Laue equations

The Laue condition, according to Max von Laue, is an equivalent to the Bragg condition description of diffraction effects in crystals. It provides information on the occurrence of diffraction peaks at elastic scattering of X-rays, electrons or neutrons in crystals.

To explain the X-ray diffraction, there are two equivalent approaches. In both crystals are viewed as rigid periodic structures of microscopic objects. At the Bragg theory, the atoms are arranged in crystal lattice planes in parallel with a constant distance. At these levels it comes to the specular reflection of radiation. When von Laue theory starts from different assumptions:

  • Describe the crystal as a Bravais lattice
  • On the lattice sites sit identical microscopic objects that scatter the incident radiation
  • Reflections interferes constructively only in the directions for the radiation scattered from the grid points

The Laue condition is: is obtained if and only constructive interference when the change of the wave vector in the scattering process corresponds to a reciprocal lattice vector.

Laue condition goes from pure crystal lattice ( lattice point on a point-like scatterer ) and indicates the direction in which diffraction peaks are observed. The relative intensity of the reflections depends on the structure of the base, the stray capacity of the base and of atoms of the thermal motion of atoms, it is described by the structural factor.

Derivation of the Laue condition

The distance between two scattering centers ( grid points ) is a lattice vector. The wave vector of the incident radiation is he who was of the scattered. This results in the following path difference ( path difference ):

For constructive interference, the path difference must be an integer multiple of the wavelength:

Equating provides:

Assuming elastic scattering of the wave number of the incident and reflected beam is equal to: . For all lattice vectors must apply:

This is exactly the equation for reciprocal lattice vectors:

The Laue condition is thus: is obtained if and only constructive interference when the change of the wave vector in the scattering process corresponds to a reciprocal lattice vector.

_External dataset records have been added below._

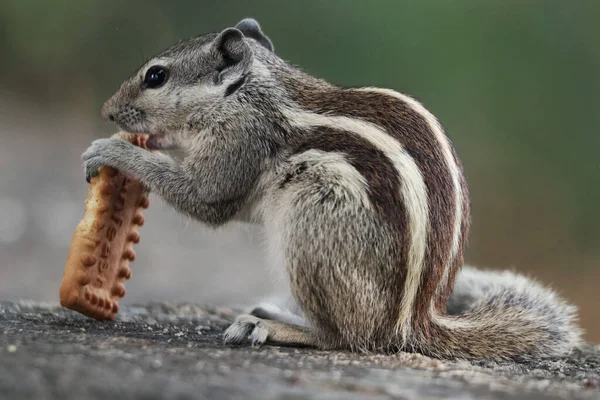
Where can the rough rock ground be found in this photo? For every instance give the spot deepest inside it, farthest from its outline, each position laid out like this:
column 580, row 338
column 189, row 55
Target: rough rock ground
column 168, row 351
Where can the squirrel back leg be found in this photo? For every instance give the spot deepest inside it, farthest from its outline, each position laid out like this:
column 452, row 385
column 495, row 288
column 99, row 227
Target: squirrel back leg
column 272, row 311
column 339, row 258
column 261, row 331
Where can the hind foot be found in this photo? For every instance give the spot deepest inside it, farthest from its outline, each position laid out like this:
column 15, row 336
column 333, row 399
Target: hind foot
column 261, row 331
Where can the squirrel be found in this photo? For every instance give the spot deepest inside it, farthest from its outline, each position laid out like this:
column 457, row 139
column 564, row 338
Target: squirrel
column 361, row 195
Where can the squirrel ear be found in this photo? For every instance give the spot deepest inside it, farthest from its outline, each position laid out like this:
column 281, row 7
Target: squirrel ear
column 232, row 48
column 250, row 28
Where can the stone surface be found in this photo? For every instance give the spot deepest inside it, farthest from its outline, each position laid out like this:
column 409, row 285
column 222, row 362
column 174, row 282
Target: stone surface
column 168, row 351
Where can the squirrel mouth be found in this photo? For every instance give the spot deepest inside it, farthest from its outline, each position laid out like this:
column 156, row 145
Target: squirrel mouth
column 159, row 142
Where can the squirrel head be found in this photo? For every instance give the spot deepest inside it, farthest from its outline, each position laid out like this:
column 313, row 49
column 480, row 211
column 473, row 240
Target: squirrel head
column 189, row 79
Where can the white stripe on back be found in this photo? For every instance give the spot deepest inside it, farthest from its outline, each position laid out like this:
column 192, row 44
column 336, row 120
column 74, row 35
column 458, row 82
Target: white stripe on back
column 438, row 131
column 413, row 191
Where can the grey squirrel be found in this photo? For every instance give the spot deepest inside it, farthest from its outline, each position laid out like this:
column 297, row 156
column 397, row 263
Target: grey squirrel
column 360, row 192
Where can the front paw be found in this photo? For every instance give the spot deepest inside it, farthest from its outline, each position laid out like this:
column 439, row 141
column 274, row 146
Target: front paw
column 106, row 153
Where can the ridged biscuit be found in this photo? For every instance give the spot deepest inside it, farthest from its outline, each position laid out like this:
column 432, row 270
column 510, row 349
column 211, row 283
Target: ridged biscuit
column 102, row 245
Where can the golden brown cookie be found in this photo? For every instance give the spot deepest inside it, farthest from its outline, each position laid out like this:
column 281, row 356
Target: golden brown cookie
column 102, row 245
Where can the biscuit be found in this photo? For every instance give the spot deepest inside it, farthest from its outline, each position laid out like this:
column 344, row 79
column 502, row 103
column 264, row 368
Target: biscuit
column 102, row 245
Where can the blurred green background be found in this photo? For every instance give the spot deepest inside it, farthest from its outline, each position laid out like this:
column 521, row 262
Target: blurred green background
column 515, row 83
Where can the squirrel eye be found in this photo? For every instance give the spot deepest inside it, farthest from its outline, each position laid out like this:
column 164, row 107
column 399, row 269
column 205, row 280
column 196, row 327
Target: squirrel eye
column 156, row 76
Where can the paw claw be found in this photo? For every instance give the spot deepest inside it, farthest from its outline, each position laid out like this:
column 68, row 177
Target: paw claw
column 244, row 328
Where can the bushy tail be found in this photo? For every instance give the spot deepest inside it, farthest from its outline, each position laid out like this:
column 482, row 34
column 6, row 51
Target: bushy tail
column 501, row 315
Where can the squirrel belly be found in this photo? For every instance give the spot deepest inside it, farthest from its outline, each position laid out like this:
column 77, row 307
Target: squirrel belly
column 361, row 193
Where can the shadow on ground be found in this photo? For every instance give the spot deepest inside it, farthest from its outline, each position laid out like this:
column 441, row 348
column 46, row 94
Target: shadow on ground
column 167, row 351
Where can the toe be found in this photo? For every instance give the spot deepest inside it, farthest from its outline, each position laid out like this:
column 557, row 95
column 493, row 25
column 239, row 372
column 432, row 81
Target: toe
column 259, row 335
column 240, row 329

To illustrate the Laue condition see Ewald sphere.

Laue equations

Reciprocal lattice vectors can be expressed as a linear combination of the primitive lattice vectors of the reciprocal lattice, here are the Miller indices (usually, but here confusion with wavenumber because of it):

Similarly, the lattice vectors as a linear combination of the primitive lattice vectors can be represented by:

The scalar product of primitive lattice vectors of the local space and the reciprocal space is:

By forming the scalar product of the above Laue condition with the primitive position vectors, we get the three Laue equations:

Alternative formulation of the Laue condition

You can still write in an alternative form, the Laue condition. You squaring the Laue condition and use:

Parts by:

For a given, this is a plane equation in the Hessian normal form. The projection of the direction is constant. A wave vector of the incident radiation satisfies the Laue condition when its tip lies in a Bragg plane. A Bragg plane, the center plane perpendicular to the line connecting the origin and a point in the reciprocal space. This plane equation corresponding to adjacent points in the reciprocal space of the design specification of the Wigner- Seitz cell of the reciprocal lattice (first Brillouin zone).

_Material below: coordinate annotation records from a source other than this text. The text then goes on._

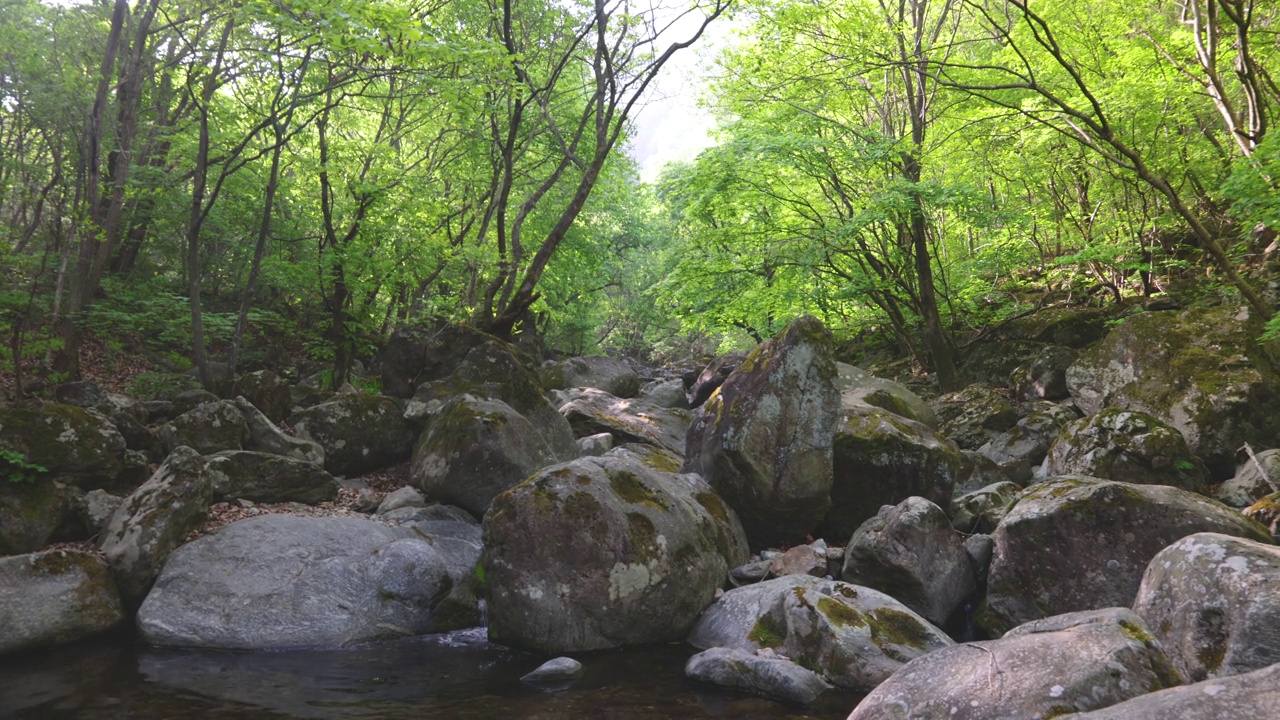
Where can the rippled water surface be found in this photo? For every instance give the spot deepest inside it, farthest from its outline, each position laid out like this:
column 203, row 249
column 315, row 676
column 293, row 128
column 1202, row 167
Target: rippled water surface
column 455, row 675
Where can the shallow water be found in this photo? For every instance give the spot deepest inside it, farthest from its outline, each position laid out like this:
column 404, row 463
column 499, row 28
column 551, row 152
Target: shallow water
column 452, row 675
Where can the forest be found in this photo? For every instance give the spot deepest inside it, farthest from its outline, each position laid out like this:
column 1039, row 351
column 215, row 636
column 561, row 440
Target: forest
column 241, row 185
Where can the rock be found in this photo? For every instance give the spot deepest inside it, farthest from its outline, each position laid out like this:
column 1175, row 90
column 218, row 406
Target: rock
column 1253, row 695
column 613, row 377
column 1125, row 446
column 415, row 355
column 54, row 597
column 666, row 393
column 767, row 675
column 859, row 387
column 592, row 411
column 1255, row 478
column 712, row 377
column 206, row 428
column 974, row 415
column 474, row 450
column 403, row 497
column 1200, row 370
column 266, row 392
column 154, row 520
column 854, row 636
column 360, row 433
column 557, row 673
column 1214, row 601
column 72, row 443
column 625, row 555
column 764, row 438
column 882, row 459
column 981, row 510
column 1078, row 543
column 279, row 582
column 264, row 436
column 1043, row 669
column 261, row 477
column 910, row 552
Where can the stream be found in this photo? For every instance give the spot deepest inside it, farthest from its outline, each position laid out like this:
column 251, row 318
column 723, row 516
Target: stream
column 455, row 675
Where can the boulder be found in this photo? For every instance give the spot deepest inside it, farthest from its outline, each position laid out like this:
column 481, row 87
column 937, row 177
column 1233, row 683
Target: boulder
column 854, row 636
column 154, row 520
column 1127, row 446
column 859, row 387
column 771, row 675
column 1214, row 601
column 1078, row 543
column 54, row 597
column 264, row 436
column 72, row 443
column 1253, row 695
column 1200, row 370
column 604, row 552
column 475, row 449
column 260, row 477
column 882, row 459
column 910, row 552
column 206, row 428
column 764, row 440
column 1043, row 669
column 974, row 415
column 360, row 433
column 590, row 411
column 613, row 377
column 279, row 582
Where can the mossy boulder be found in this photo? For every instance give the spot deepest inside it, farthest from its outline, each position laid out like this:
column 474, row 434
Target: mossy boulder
column 1200, row 370
column 764, row 438
column 76, row 445
column 604, row 552
column 54, row 597
column 910, row 552
column 856, row 637
column 1045, row 669
column 1214, row 601
column 475, row 449
column 360, row 433
column 1077, row 543
column 1127, row 446
column 154, row 520
column 882, row 459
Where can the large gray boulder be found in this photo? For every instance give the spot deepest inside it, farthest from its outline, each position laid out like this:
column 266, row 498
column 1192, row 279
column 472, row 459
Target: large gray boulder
column 154, row 520
column 604, row 552
column 1127, row 446
column 474, row 450
column 592, row 411
column 910, row 552
column 1200, row 370
column 1043, row 669
column 882, row 459
column 764, row 437
column 261, row 477
column 1253, row 695
column 360, row 433
column 54, row 597
column 1078, row 543
column 856, row 637
column 1214, row 601
column 279, row 582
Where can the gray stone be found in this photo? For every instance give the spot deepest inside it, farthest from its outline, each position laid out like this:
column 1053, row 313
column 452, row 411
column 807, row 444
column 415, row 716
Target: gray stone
column 767, row 675
column 54, row 597
column 1214, row 601
column 1043, row 669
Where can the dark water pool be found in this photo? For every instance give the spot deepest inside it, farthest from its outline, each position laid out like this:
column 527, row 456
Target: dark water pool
column 453, row 675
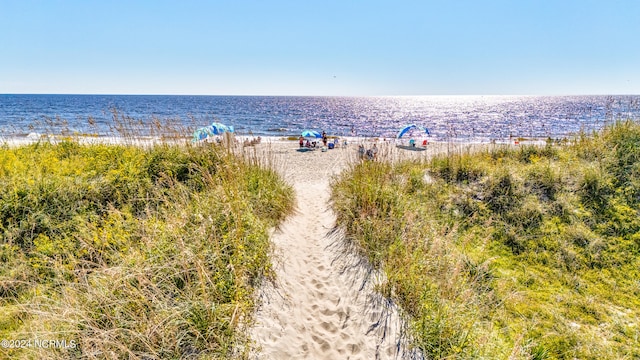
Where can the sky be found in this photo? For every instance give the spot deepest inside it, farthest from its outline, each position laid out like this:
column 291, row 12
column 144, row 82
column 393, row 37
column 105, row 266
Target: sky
column 320, row 48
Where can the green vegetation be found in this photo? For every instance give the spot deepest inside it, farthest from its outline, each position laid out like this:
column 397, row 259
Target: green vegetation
column 528, row 252
column 132, row 252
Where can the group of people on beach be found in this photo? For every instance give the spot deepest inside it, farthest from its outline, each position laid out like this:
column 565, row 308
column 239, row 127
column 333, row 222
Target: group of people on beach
column 368, row 154
column 325, row 141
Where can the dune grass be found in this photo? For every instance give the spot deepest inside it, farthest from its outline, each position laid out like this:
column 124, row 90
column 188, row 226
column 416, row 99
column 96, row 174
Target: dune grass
column 133, row 252
column 528, row 252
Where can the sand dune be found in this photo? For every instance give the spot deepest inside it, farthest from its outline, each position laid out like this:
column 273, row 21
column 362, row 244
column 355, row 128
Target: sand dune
column 322, row 304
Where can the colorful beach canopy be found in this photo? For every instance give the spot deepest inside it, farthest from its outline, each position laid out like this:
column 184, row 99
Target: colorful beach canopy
column 211, row 130
column 412, row 127
column 311, row 133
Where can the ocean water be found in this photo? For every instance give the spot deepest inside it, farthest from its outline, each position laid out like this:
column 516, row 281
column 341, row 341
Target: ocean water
column 464, row 118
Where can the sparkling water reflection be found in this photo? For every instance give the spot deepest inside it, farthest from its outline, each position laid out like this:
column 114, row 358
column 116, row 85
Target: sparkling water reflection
column 465, row 118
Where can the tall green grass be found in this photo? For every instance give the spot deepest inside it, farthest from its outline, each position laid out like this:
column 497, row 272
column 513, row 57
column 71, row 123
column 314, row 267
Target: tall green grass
column 528, row 252
column 133, row 252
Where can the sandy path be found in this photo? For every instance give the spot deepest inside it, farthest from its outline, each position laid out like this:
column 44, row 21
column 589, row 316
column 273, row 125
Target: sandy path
column 320, row 306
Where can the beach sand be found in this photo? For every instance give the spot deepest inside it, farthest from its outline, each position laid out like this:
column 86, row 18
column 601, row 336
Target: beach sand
column 322, row 304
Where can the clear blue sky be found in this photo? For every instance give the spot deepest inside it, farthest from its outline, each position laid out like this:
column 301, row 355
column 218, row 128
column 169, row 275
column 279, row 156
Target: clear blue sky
column 327, row 47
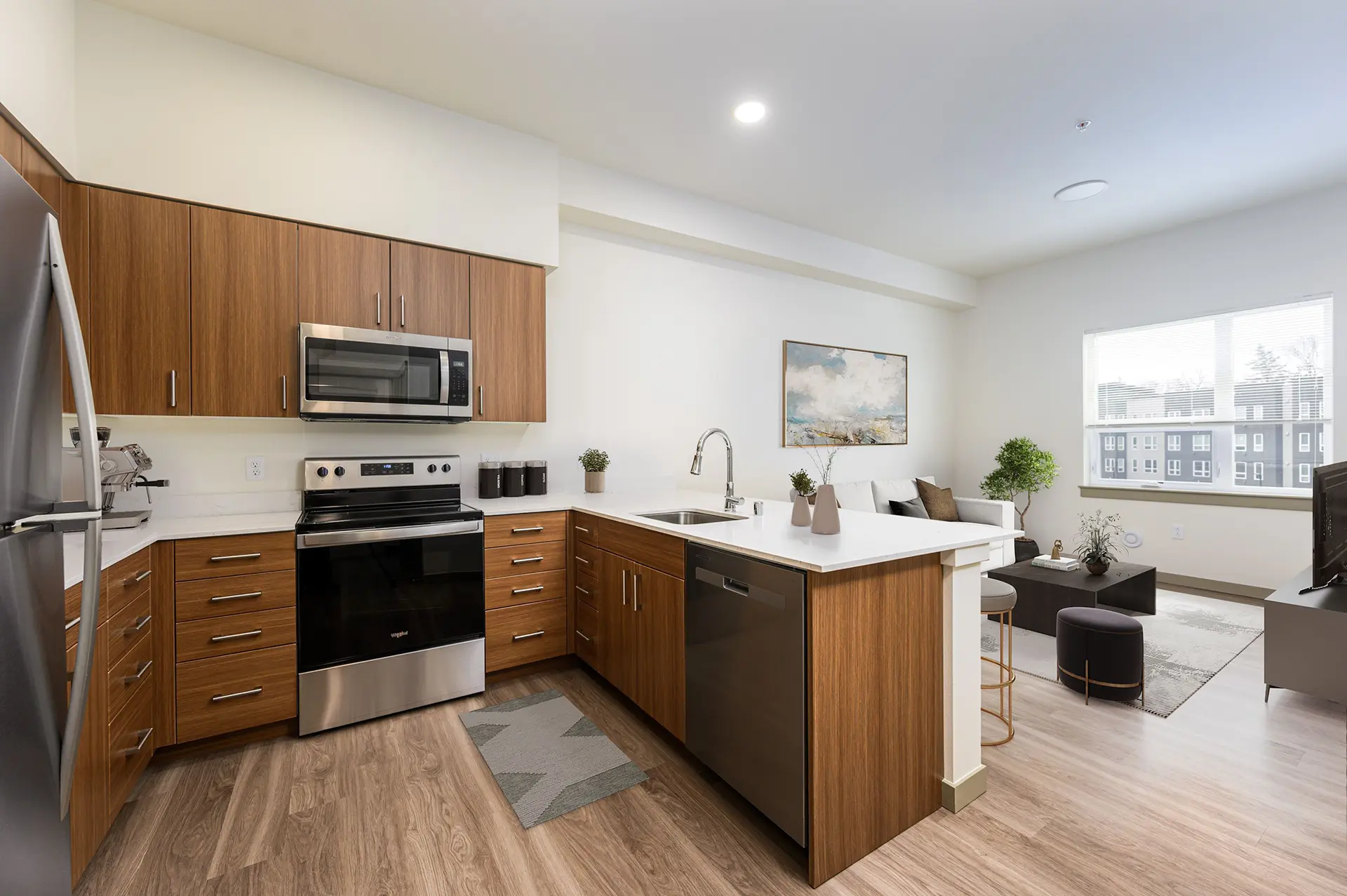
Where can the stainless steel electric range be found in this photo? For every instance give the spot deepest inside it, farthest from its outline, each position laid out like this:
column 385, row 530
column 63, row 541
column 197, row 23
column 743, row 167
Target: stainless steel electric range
column 389, row 589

It follows from the alternative formulation of the Laue condition: you get exactly then constructive interference when the tip of the incident wave vector lies on the edge of a Brillouin zone.

Equivalence of Laue and Bragg condition

Judging from in and out, so we have:

The angle between and is:

Square root provides:

The scalar product between a reciprocal lattice vector and a lattice vector gives:

For a given this is a plane equation for a plane grating, which is perpendicular to this plane. Written as the following linear combination, so the vector is perpendicular to the lattice plane. The interplanar spacing is

With and obtained from the Bragg condition ( n is the order of the reflection ):

Diffraction peak

  • Laue: change of the wave vector of the reciprocal lattice vector
  • According to Bragg: reflection at lattice planes of the crystal lattice, which is perpendicular to and is their spacing.